Santena – 12 giugno 2013 – Cavour reagirebbe. Provinciale è termine dispregiativo in bocca allo stolto. Richiama arretratezza e goffaggine nel confronto con il moderno e disinvolto cittadino. Chi crede di essere furbo alla fine c’è cascato. Gli han fatto credere che la Provincia è la fonte di ogni male.
E adesso tutti vogliono vederla crocifissa. Il più antico livello di governo del potere, adottato persino dalla Chiesa, che nelle diocesi ha la sua solida forma di governo, sta per essere giustiziato. In Europa solo Malta e il Lussemburgo non hanno questa dimensione istituzionale di rappresentanza degli interessi capace di riequilibrare i rapporti tra le variopinte comunità che la compongono. La realtà è sconvolta, Comuni che hanno abdicato ai loro compiti e Regioni tracimanti dal loro ruolo sono intoccabili. Di contro vogliono far credere che si risanano i conti pubblici abolendo le Province che solo spendono 10 miliardi l’anno, contro i 66 dei Comuni, i 163 delle Regioni e i 562 miliardi dello Stato. 10 miliardi che Comuni o Regioni dovranno pur spendere se di viabilità, scuole superiori, ambiente, agricoltura, lavoro, formazione professionale, tutela e gestione del territorio qualcuno dovrà occuparsi. Fatte le proporzioni vien da piangere. Mentre i costi delle Province diminuivano, in questi ultimi dieci anni le spese delle Regioni sono aumentate di 40 miliardi e quelle dello Stato di 100. Possibile che nessuno si renda conto che i danni vengono da Regioni spropositate, fuori misura nel numero di popolazione e nella estensione territoriale, più piccole della metà della Provincia di Torino? E poi ci sono le Regioni speciali che spendono pro capite 6 mila euro l’anno, contro i 650 di quelle a statuto ordinario: dieci volte tanto.
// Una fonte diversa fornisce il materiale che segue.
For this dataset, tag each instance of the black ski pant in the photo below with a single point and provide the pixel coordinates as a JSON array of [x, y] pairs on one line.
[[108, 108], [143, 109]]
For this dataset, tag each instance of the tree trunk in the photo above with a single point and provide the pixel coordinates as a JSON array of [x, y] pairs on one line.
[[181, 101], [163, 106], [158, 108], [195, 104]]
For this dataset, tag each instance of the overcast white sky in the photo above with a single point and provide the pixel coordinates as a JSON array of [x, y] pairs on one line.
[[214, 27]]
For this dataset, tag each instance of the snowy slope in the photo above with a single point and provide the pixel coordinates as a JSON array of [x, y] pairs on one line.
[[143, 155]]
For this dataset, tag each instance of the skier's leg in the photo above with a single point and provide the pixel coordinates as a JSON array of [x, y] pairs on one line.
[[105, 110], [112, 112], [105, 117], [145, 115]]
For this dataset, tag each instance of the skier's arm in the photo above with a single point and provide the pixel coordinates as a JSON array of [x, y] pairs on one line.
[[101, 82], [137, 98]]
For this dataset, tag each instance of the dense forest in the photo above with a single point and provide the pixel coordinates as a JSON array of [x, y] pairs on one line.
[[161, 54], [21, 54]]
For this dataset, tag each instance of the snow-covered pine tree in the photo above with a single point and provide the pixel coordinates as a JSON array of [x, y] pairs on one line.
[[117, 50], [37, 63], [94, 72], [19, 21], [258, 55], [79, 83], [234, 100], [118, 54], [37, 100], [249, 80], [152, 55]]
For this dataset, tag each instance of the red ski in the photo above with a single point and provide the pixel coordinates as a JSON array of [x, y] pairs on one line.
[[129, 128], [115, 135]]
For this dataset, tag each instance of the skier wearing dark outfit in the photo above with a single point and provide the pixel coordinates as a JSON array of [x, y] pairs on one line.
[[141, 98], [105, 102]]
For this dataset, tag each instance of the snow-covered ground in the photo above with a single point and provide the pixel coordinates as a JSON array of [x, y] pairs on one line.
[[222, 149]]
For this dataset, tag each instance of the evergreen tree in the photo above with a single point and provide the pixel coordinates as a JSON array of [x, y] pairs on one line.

I creduloni sono come gli integralisti, credono solo a ciò che gli fanno credere. Non sanno che in Italia ci sono ben 3127 enti strumentali che esercitano impropriamente funzioni e che nel 2012 hanno speso ben 7,5 miliardi. Non sanno che bisogna ridurre anche uffici periferici dello Stato che non hanno più senso e giustificazione.
Chi non vuole bere la favoletta reagisce. Chiede di valutare l’insieme della pubblica amministrazione e di fare una riforma che coinvolga tutti i livelli in cui è articolata la Repubblica: Stato, Regione, Provincia, Comune. Non dimentica di esigere la riduzione di enti e aziende non elettivi che esercitano impropriamente funzioni di cui è bene, nel pubblico interesse, non abbiano le competenze. E’ un banale principio di separazione dei poteri e di contrasto al conflitto di interesse che piacerebbe anche al nostro Camillo Cavour.
Gino Anchisi
Da Santena, la città di Camillo Cavour, 11 giugno 2013.